Разумеется, сатира существовала давно – она возникла вместе с глупцами и лицемерами, однако с появлением горьких противоречий и открывшихся истин XVII века возникли и новые сатирические приемы, такие как ирония и снисходительный тон. Недостаточно было просто победить оппонента в споре. Требовалось еще и высмеять его. Поуп и Свифт особенно преуспели в этом, получив широкую известность благодаря своим едким насмешкам. Таково было настроение века. Все члены клуба Мартина Писаки создали своих ярких сатирических персонажей.
Поуп и сам был объектом едкой сатиры. Он исповедовал католичество, а значит, был лишен возможности учиться в университете и трудиться на государственной службе
[52]. Туберкулез позвоночника превратил его в горбуна, и он не мог ходить прямо. Именно ему принадлежат жалобы на «эту долгую болезнь – мою жизнь». Он реформировал английское стихосложение, разработав александрийский стих (в английской традиции – героический куплет), который стремительно вошел в моду, а вскоре стал отличительным стилем эпохи. Куплеты Поупа отождествляли формальный и нарочитый стиль в период, когда формальность и нарочитость служили признаками хорошего тона.

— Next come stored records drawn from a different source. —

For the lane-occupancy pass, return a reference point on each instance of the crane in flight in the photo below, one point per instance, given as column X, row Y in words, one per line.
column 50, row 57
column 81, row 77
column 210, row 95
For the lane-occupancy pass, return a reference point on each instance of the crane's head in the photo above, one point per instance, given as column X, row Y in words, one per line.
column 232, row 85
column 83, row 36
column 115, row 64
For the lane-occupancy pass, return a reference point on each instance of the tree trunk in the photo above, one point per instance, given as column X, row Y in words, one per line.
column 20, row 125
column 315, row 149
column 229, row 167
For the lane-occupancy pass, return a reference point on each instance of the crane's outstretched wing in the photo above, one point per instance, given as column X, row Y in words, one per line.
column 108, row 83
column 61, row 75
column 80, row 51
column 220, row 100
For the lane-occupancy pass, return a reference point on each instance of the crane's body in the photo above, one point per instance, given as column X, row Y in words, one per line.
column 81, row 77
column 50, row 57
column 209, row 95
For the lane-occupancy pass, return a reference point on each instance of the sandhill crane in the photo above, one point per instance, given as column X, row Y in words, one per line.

И все же беспроигрышная форма коротких куплетов в случае Поупа не означала отсутствия литературного таланта и подлинного поэтического чутья. Первые десятилетия XVIII века часто описывают как годы скованности и сдержанности, однако это говорит лишь о необходимости сдерживать неукротимые стремления и бурный энтузиазм. В те времена считалось неприличным выставлять свои чувства напоказ. Добиваться своего следовало через аллюзии и намеки. Если это и правда был «век разума», как утверждали некоторые исторические пособия, то такой разум граничил со страстным увлечением анализом. Что могло подстегивать сильнее, чем неуемное желание с помощью разума выбраться из мрака недавнего прошлого?